Exit Through the Gift Shop Screaming

In the past month, we’ve taken our grandchildren to the La Brea Tar Pits/the Page Museum, the Skirball Center Noah’s Ark exhibit, and the zoo more times than I care to remember. As a result, I now consider myself something of an expert on the placement of gift shops, which is an art form in and of itself.

Let’s start with the zoo, which greets visitors with an entryway that is lined with continent-themed stores.  For example, you’ll find Australia (where you can buy a thousand variations of kangaroo and koala bear stuffed toys, t-shirts, hats and yes, umbrellas), and Africa (where you can buy a thousand variations on monkeys, elephants, giraffes, etc.).

Just in case this isn’t enough, the stores have kindly set up kiosks outside their doors with particularly appealing toys – those that make obnoxious noises, require batteries or have another characteristic that draws kids like flies to honey while making parents want to get out the Raid.

So after spending an hour putting sunscreen on the children, gathering up all the required gear required for an outing, putting together snacks, filling water bottles, arguing with the three-year old about why it’s important to use the potty before leaving the house, driving to the zoo, finding a parking space, unpacking howling children, backpacks, mediating an argument over who gets to sit in the front of the double stroller, and walking a mile in the blazing sun to the zoo entrance…after all of that, exhausted without having seen A SINGLE STINKIN’ ANIMAL yet, you have to deal with the perp walk through gift shop alley hell.
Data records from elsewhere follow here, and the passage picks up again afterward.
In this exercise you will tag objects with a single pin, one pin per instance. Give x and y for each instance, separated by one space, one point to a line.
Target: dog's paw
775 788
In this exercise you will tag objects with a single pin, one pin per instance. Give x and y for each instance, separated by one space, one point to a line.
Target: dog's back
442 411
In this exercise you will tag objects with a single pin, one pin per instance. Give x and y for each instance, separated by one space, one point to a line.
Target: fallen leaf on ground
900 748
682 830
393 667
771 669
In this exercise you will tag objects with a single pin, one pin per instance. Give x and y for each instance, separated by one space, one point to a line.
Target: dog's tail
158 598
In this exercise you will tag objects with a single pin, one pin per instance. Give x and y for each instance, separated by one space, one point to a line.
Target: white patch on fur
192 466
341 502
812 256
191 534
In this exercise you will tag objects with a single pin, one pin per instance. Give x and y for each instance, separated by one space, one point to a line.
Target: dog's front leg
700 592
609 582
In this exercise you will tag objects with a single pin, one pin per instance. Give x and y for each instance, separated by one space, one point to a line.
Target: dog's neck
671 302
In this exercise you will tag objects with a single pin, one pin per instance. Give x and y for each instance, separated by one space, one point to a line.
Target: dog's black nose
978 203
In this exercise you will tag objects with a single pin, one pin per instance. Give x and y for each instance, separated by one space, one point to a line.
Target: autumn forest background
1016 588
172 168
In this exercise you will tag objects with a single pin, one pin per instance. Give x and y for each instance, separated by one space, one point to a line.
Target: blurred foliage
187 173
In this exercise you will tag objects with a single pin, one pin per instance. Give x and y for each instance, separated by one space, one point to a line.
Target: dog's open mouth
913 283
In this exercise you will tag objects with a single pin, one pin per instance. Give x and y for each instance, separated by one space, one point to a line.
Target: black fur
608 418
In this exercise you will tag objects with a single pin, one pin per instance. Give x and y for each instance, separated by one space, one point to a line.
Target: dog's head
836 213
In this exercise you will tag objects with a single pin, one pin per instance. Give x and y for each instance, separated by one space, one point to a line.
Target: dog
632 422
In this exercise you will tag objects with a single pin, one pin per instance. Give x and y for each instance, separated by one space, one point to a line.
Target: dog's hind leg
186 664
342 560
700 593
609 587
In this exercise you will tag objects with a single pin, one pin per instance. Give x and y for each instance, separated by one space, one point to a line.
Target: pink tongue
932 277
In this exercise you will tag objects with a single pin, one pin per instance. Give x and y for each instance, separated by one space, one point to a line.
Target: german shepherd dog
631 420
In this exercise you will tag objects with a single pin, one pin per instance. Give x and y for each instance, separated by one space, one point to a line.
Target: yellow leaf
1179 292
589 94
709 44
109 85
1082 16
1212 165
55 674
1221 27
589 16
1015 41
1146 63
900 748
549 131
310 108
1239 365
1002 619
We had managed to avoid this in the past, keeping the kids trundled up in the stroller and walking very quickly through the danger zone. But our luck ran out with our latest visit. Lucas wanted to walk, after losing the fight about sitting in the front of the double stroller, and once we got to the shops, he instantly fell in love with a box of plastic animals, each the perfect size to fit inside an adult’s unsuspecting barefoot arch when walking through the family room. Carolyn managed to get him out of the store – eventually – so we could actually see real animals, but on our way out, we got to enjoy an instant replay. Because you exit through those damn stores, too.

Much more subtle is the Page Museum. They actually have the gift shop tucked away, and so you may wonder why it has made my top hits parade. Ahh, because they are so very, very clever… The Page Museum is all about Ice Age fossils and reenactments of dramas from the past – the saber-toothed cat attacking the giant sloth, the giant mammoth swinging its trunk and trumpeting a cry.
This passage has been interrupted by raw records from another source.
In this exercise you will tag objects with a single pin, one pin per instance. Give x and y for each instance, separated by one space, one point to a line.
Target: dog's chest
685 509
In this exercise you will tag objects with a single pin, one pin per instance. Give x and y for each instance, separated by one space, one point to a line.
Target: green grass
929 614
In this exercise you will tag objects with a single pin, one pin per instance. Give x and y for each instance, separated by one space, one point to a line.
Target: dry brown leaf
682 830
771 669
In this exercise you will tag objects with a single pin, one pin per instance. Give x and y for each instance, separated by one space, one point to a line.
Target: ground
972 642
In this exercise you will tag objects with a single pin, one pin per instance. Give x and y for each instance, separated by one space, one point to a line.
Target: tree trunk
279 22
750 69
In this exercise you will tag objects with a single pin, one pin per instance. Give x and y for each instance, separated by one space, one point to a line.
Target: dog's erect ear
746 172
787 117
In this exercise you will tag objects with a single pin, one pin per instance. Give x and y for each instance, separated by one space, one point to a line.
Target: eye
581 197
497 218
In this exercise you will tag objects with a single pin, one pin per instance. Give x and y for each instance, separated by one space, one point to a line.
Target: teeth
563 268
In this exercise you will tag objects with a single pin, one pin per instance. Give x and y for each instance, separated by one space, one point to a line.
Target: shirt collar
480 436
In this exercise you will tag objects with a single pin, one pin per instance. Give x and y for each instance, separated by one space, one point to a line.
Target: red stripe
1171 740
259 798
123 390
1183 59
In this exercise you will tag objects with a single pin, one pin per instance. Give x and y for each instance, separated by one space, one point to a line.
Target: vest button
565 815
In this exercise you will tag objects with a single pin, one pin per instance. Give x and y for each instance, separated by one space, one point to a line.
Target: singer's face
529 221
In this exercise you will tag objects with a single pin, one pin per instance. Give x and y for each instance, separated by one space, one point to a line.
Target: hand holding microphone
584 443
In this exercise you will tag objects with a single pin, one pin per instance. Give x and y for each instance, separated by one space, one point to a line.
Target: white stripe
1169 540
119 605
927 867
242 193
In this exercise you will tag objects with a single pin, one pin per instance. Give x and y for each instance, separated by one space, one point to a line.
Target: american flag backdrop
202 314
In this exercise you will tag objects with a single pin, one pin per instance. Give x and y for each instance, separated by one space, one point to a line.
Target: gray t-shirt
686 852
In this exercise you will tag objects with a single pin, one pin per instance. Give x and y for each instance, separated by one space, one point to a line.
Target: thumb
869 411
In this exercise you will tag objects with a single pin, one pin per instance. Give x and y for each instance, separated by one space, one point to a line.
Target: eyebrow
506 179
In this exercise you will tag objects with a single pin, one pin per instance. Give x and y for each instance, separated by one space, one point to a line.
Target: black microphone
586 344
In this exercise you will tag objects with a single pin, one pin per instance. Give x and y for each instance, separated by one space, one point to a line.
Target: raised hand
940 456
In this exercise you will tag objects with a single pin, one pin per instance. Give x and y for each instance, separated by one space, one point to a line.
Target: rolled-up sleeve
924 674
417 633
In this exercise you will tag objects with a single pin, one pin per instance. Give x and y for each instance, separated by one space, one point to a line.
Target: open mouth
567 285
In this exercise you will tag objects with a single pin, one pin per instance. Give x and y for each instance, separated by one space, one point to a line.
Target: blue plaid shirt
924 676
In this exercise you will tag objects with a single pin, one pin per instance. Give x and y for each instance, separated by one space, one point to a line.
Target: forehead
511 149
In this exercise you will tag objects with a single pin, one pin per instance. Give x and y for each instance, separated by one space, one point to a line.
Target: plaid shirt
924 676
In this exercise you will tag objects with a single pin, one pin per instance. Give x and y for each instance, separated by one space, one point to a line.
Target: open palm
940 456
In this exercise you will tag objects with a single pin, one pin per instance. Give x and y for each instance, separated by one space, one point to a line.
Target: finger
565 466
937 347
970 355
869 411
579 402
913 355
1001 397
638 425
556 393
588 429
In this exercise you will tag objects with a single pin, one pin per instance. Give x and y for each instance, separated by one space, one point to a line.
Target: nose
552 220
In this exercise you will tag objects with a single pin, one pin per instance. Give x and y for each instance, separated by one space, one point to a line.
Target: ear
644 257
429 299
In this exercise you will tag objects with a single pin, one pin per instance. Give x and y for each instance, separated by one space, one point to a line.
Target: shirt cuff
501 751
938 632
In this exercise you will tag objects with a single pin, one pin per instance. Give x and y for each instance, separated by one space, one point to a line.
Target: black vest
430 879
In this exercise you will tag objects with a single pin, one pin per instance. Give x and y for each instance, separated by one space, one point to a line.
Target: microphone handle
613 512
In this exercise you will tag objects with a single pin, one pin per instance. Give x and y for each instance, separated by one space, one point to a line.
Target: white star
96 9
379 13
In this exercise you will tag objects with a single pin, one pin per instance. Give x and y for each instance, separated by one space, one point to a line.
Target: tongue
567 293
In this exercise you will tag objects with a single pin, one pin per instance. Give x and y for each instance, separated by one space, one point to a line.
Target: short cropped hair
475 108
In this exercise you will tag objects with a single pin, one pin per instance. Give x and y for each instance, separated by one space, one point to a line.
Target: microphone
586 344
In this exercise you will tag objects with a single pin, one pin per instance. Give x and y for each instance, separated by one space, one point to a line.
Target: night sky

Lucas, age three, was terrified by this. Matilda, age 18 months, thought it was hilarious.

Right by the exhibit of the wooly mammoth (or “Manny”, as fans of Ice Age would say), the Page has a small play area stocked with books about fossils, Ice Age-era animals and plant life, and something else. Hmm, now what would that be? Oh yeah, plush animals FROM THE GIFT SHOP, including a particularly huggable wooly mammoth that Lucas spotted. This was instantly tucked under his arm, safely embraced as the precious object it was. Well, let me tell you, separating child from plush toy was not easy.  And getting him out of the Page Museum without him seeing that he could have his very own wooly mammoth if his parents and grandparents weren’t so cheap required a fair amount of subterfuge. Which was possible.
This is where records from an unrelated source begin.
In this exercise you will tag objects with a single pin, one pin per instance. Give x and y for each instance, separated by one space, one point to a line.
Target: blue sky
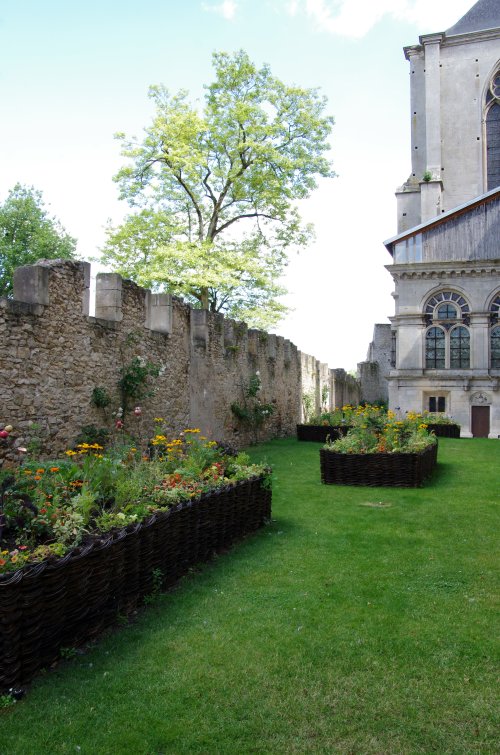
73 74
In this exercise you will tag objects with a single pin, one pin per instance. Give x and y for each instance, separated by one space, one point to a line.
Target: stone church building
441 351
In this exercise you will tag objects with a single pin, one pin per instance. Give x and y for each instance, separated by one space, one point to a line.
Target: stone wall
53 355
330 388
374 373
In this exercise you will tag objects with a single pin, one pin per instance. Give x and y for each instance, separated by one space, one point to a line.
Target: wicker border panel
320 433
65 602
379 469
444 431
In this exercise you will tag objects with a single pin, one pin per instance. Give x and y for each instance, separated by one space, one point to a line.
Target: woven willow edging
444 431
320 433
64 602
385 469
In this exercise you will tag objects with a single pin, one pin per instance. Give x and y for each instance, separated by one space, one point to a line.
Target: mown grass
362 620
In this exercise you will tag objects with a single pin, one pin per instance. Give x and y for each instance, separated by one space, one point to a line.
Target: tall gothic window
435 348
495 333
447 339
493 132
459 347
495 347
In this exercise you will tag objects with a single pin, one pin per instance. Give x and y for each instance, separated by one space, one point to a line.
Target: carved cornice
445 270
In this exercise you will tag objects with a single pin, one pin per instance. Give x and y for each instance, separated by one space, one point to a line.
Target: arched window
495 347
435 348
492 120
447 340
446 312
446 305
459 347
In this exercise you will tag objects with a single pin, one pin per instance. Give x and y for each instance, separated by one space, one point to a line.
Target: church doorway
480 421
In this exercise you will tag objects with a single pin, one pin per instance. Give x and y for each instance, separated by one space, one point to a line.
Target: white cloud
292 6
226 9
355 18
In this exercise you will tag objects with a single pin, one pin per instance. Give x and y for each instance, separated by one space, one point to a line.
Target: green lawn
362 620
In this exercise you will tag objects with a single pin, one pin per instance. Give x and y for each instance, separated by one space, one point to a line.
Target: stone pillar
159 312
431 190
479 342
410 343
108 304
199 328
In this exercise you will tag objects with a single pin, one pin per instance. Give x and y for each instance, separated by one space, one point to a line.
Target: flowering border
406 470
65 602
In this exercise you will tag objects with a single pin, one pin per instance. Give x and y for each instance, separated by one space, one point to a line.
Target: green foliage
307 405
253 412
215 191
325 391
92 434
134 384
100 397
376 431
48 507
27 234
6 701
361 620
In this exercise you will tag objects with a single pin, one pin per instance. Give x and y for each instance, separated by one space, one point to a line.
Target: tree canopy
214 191
28 233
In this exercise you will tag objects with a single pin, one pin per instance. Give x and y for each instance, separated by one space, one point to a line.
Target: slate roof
483 15
492 195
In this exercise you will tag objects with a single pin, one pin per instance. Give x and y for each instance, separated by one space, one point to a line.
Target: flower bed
378 469
87 537
380 450
64 602
320 433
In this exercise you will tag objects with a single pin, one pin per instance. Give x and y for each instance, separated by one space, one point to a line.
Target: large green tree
214 190
28 233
Unlike the Skirball Center, which is the most diabolical of them all. Now mind you, this is one amazing exhibit. All the animals are made from recycled materials, and it was fabulous.

But. They really do a dirty trick with their damn gift shops. Strategically placed throughout the museum, you must walk through them to get to the next exhibit. Nothing is behind glass – everything is touchable and playable and located exactly at kid-height. So while we loved the museum, we really didn’t much like the meltdowns that occurred when we extracted a brightly colored doodad that makes noise from the grasping hands of Matilda. Who let the entire museum know of her displeasure at being denied.

Gift shops, encouraging our children to be the best little consumers of crap possible. And forcing the adults with them to just say no.